すぐに状況を飲み込むことはできなかったが、何にせよ自身がまだ生きているということ、自身の死を偽装できる状況にあることを好機と考えた僕は自分の遺体から必要なものだけ物色し、宿を出た。シルクは僕が2人現れたことで今朝まで気絶していたが、起きた際に状況を説明して、同行してくれている。

「つまり、勇者のスキルでセーブ?とかいうのが働いたおかげで死んでも大丈夫だったと」

「そうみたいだね。さすがに死んだことなんてなかったから知らないスキルだったよ。まぁ、二度目がないことを祈るけど」

「死んでも大丈夫って、勇者って便利ね。でももし、あのパーティーメンバーに知られてたら間違いなくあんたを囮にしまくったでしょうね」

そう言われると否定できない。死んでも蘇るなんて囮や身代わりにはもってこいの人材だ。

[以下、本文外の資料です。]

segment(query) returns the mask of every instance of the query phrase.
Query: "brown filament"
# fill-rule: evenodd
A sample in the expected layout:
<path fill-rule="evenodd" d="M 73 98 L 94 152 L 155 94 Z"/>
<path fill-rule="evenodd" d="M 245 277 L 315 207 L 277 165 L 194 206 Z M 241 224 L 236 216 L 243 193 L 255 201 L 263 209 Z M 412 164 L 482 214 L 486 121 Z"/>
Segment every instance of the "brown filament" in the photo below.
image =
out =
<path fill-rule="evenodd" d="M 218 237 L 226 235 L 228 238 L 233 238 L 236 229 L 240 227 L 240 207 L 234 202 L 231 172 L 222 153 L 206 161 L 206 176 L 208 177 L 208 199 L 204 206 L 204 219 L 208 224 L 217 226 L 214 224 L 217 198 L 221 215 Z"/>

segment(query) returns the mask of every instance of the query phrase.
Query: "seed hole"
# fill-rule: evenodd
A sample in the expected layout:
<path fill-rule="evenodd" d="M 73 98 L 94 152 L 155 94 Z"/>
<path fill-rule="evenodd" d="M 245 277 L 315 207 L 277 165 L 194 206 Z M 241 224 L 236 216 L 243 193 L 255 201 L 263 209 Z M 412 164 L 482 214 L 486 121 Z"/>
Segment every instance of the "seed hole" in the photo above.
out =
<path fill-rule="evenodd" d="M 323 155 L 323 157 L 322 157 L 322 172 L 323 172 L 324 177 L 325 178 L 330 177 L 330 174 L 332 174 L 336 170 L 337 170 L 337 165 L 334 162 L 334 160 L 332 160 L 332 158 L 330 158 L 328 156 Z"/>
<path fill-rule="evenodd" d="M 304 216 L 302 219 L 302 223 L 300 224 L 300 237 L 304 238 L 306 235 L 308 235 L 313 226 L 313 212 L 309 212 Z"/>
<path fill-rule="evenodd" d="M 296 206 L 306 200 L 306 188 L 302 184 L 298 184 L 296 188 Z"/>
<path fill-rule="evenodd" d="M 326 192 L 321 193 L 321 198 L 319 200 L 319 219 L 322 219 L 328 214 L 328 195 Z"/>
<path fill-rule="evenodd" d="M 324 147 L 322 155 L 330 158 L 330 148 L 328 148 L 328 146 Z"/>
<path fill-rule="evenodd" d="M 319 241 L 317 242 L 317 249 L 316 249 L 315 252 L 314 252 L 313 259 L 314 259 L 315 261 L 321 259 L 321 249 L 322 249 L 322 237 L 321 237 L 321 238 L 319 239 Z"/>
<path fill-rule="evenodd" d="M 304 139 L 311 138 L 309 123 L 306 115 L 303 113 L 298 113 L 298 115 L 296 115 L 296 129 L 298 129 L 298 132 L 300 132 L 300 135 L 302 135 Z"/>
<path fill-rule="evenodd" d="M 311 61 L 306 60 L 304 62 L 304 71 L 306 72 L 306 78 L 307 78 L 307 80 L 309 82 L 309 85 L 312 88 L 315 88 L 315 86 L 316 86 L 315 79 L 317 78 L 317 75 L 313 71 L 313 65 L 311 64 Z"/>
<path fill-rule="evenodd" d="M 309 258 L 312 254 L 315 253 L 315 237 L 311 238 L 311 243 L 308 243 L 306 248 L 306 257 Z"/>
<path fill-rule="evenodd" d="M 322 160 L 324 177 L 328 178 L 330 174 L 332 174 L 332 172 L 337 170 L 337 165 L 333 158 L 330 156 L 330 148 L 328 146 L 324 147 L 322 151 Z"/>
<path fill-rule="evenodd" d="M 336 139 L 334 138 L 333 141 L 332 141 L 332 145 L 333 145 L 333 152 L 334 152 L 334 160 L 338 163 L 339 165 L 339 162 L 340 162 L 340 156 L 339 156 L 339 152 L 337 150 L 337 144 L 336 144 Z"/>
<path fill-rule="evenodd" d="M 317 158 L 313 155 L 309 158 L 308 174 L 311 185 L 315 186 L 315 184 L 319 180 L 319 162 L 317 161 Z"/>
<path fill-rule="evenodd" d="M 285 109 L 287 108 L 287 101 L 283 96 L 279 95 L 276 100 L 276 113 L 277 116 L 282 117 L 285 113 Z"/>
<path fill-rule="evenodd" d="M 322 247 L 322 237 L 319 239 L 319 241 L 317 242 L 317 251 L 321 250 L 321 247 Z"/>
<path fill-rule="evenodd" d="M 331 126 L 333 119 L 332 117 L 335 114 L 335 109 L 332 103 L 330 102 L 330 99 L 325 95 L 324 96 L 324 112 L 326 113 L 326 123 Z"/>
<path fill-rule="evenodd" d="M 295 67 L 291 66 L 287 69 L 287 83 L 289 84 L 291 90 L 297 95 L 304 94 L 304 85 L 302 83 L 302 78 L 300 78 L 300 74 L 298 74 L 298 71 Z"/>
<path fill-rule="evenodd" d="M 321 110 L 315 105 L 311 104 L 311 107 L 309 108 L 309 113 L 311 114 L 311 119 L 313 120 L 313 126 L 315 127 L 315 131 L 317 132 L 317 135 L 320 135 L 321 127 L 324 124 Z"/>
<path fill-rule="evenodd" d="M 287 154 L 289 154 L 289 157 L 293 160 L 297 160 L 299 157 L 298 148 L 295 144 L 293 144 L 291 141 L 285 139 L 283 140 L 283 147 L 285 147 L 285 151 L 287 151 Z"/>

「誰にも知られずにこのスキルを知れたのは本当に幸運だったよ。死んで幸運っていうのも変だけど・・・」

「たしかにね。恐らくその言葉を使えるのは世界でもあんたくらいよ」

 こんな風にシルクと屈託なく話せるのはいつぶりだろうか。いつもは小言ばかり言われていたから時折シルクと話すことも嫌になった時もあったが、今は本当に晴れ晴れとした気分だ。正直あのパーティーメンバーがどうなるかは少し気がかりではあるが、もうそんなことを気にしなくても良いんだ。何故なら僕はもう勇者を強制的に辞めたんだから。これからの人生をどうするか本当に楽しみでならない。僕は馬車に揺られながら、初めて冒険に出た日のように期待に胸を膨らませるのだった。